Reisavonturen India

Home > India > Diwali in India > Travelogue day 3

Travelogue Diwali in India

November 614 2023 (9 days)


India > The Sarnath Buddhist Temple

Dag 3 - Wednesday, 8 November 2023

When I wake up at quarter past six to the alarm, I am still full of impressions from yesterday. I also notice that my eyes sting from the heavy smog in the city. This can’t be healthy. At quarter to seven, I am picked up at the hotel. When I step outside, I don’t see the driver. I wait ten minutes and call Shiwan. The driver is a bit late, he apologizes. He’ll be there in ten minutes. By now I’m getting used to that flexible “ten minutes” and wait in the lobby. A little after seven, Promood, the driver, arrives. The streets are quiet on the way to Assi Ghat, the place where I also met the guide yesterday. Upon arrival, it turns out he has stepped away for a moment. “Go ahead and take pictures, I’ll be there in ten minutes,” he relays through the driver. It’s a bit strange that he’s always busy with other things. Yesterday, he also left a few times to make calls. The spot where there was a dance performance yesterday, near the ceremony location, is cordoned off. There are film shoots. The security guard gestures that I can quickly cross. His colleagues on the other side ask not to linger and to keep walking—probably to avoid tourists appearing on camera. Boats depart for trips on the Ganges. Many boatmen eagerly want me aboard. The ceremony site is deserted. Women clean the candle holders from last night’s ceremony under a tree. Shiwan comes walking over. He easily spots me.
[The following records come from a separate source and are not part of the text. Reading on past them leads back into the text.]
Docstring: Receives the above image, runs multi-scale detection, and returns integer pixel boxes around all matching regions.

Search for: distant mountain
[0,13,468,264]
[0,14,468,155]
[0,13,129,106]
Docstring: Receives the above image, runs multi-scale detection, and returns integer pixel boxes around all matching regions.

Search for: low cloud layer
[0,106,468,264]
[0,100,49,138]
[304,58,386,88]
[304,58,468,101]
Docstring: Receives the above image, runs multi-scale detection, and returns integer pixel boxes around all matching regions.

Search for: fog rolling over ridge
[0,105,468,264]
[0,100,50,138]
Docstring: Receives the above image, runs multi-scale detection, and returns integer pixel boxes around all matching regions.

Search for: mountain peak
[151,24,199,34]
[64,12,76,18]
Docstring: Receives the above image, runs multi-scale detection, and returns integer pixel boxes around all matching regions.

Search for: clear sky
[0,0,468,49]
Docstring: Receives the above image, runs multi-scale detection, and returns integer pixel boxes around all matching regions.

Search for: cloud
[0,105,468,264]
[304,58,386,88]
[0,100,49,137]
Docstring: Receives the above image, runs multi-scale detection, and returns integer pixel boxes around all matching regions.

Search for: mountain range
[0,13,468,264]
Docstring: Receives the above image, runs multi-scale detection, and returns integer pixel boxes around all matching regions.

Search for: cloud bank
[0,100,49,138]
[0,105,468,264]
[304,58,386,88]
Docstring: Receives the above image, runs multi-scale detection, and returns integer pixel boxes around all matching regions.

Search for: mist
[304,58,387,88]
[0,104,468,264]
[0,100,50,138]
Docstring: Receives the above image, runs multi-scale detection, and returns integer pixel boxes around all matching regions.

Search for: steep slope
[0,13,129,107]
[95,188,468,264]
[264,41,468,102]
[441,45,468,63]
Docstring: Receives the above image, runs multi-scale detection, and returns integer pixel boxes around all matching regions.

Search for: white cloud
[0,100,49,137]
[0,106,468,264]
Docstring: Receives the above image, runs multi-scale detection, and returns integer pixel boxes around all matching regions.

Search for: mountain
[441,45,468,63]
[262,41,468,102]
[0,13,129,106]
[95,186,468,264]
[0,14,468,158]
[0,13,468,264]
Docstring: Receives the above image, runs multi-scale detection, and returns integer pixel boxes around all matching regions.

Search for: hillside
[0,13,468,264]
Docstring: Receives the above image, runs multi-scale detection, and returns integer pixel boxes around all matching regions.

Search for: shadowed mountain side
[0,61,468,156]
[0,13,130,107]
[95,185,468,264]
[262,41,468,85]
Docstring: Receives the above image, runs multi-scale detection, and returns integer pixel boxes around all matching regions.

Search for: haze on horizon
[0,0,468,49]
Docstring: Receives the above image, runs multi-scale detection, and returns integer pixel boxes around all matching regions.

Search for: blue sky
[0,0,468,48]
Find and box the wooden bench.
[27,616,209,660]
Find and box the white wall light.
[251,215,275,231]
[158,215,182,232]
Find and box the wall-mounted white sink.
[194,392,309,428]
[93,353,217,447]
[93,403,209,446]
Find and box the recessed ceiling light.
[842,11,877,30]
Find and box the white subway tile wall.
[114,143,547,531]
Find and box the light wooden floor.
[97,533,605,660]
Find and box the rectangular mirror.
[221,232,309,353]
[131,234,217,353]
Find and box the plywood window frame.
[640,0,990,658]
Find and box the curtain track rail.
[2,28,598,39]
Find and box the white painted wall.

India - Numerous fishing boats lie in the Ganges

Together, we walk along the Ghats, the famous steps where Hindus bathe in the Ganges. I see several people washing in the holy river. “Don’t take pictures of bathing women,” Shiwan requests. They can get angry about that. Just behind the riverbank, Shiwan takes me to a special bathing place. A deep staircase leads down to a bath connected to the river. Here, unmarried women are allowed to bathe. Nearby is the former house of Rani Lakshmibai, the queen of Jhansi. She led a rebellion in 1857 against the British rulers during the First War of Independence. She is regarded as a national heroine in India. Eventually, we arrive at the small cremation site. I visited the larger cremation site yesterday. Men are cleaning up the ashes from the cremations and push the remains into the river. Through narrow streets, we return to the taxi. I say goodbye to Shiwan. I give him a tip for his guiding, but he seems unsatisfied. “Don’t you have a little more?” he asks. I don’t respond to this. I am on time at the hotel for breakfast. The employee who told me yesterday there were more Dutch guests at the hotel comes over enthusiastically. “The Dutch are sitting at that table,” he points out. I greet them. They are of Hindustani descent and are visiting important pilgrimage sites in India. “Would you like to sit with us?” While eating my omelette, we talk about India, Nepal, Suriname, and Amsterdam. After breakfast, Pramood drives me to the last location in Varanasi. Just outside the city lies the temple of Sarnath. I take my luggage with me already. From the temple, I go directly to the airport. The temple of Sarnath is located where Buddha attained enlightenment. Here he gave his first sermon. Sarnath is one of the four important pilgrimage sites for Buddhists.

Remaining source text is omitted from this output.